Sunday, January 11, 2009
For starters, people confuse a gas tax with a Pigovian Tax. Pigovian taxes are largely accepted as economically stimulating in the long run. But a tax on a product or service that is associated with negative externalities is not necessarily Pigovian.
A Pigovian Tax is a tax that identifies negative externalities, prices their cost, and is spent directly on neutralizing the externalities (either by identifying the affected parties and compensating them, or spending on technology that prevents the externality). The national research council estimates the cost of externalities for gasoline consumption to be $0.26 per gallon for energy dependence and carbon emissions. That means that a Pigovian Tax would not be higher than $0.26 plus costs of infrastructure and pollution (Congestion cost cannot be included in a gas tax because congestion is a matter of when and where a vehicle drives. At most times and places, vehicles don't contribute to congestion.). The average tax on a gallon of gasoline is already $0.41 in the US.

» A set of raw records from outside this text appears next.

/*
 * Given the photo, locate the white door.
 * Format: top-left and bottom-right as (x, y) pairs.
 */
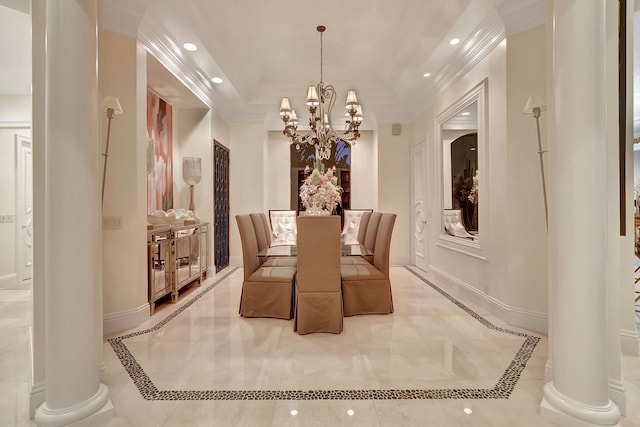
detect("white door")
(411, 140), (429, 271)
(16, 135), (33, 283)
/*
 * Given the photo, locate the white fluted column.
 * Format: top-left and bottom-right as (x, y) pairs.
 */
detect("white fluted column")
(540, 0), (620, 426)
(36, 0), (113, 426)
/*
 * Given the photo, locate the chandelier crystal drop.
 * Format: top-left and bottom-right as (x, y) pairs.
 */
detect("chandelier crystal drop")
(280, 25), (363, 160)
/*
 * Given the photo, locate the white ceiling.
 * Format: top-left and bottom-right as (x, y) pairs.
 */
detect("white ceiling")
(0, 0), (546, 129)
(103, 0), (546, 129)
(0, 0), (31, 95)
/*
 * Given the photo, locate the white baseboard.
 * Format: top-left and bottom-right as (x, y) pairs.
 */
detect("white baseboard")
(389, 256), (411, 266)
(429, 265), (549, 335)
(609, 378), (627, 417)
(0, 273), (18, 289)
(102, 303), (151, 335)
(29, 381), (47, 419)
(620, 329), (640, 356)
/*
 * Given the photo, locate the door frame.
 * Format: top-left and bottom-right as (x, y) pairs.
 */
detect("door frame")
(15, 133), (33, 284)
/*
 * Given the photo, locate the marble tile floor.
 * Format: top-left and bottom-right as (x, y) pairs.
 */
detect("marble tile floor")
(0, 267), (640, 427)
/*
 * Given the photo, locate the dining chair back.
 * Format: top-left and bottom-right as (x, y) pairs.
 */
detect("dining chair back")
(269, 209), (298, 246)
(236, 214), (296, 319)
(340, 213), (396, 316)
(294, 215), (342, 334)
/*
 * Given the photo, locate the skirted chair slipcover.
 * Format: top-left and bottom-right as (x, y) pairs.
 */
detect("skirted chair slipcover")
(340, 213), (396, 316)
(236, 214), (296, 319)
(294, 216), (342, 334)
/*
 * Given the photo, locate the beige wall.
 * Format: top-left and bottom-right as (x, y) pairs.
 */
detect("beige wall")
(0, 96), (31, 287)
(504, 25), (550, 312)
(229, 124), (266, 265)
(377, 124), (413, 264)
(99, 30), (149, 333)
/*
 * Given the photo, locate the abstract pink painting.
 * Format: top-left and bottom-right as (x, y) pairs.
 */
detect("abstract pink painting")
(147, 91), (173, 213)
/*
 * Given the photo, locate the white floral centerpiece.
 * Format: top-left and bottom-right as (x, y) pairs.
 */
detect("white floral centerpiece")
(300, 166), (342, 215)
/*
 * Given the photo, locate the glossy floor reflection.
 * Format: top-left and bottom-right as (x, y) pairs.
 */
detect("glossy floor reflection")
(0, 267), (640, 427)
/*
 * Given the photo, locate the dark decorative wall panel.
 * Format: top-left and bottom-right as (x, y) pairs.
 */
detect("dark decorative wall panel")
(213, 141), (229, 271)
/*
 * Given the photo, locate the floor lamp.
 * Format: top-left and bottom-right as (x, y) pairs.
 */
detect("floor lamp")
(524, 95), (549, 231)
(182, 157), (202, 216)
(100, 96), (122, 206)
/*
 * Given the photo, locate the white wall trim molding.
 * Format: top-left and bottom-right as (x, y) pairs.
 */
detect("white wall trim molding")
(102, 303), (151, 335)
(412, 10), (506, 121)
(429, 265), (548, 335)
(0, 120), (31, 129)
(389, 256), (411, 266)
(609, 378), (627, 417)
(29, 381), (47, 418)
(620, 329), (640, 356)
(0, 273), (18, 289)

Secondly, a gas tax is not a consumption tax. Gasoline is largely not an end use product, it is an input. Only for a small percentage of gasoline usage is gasoline an end use product (e.g., joy riding, snowmobiling, two-tracking, boating, recreational flying, luxury shopping and dining out, pyrophylic gratification). Usually it is an input for some other desired outcome.
Increasing input costs introduces risk to both individuals and businesses. When operating costs are higher, risk is higher and there is less certainty in the economy. It is harder to make good decisions.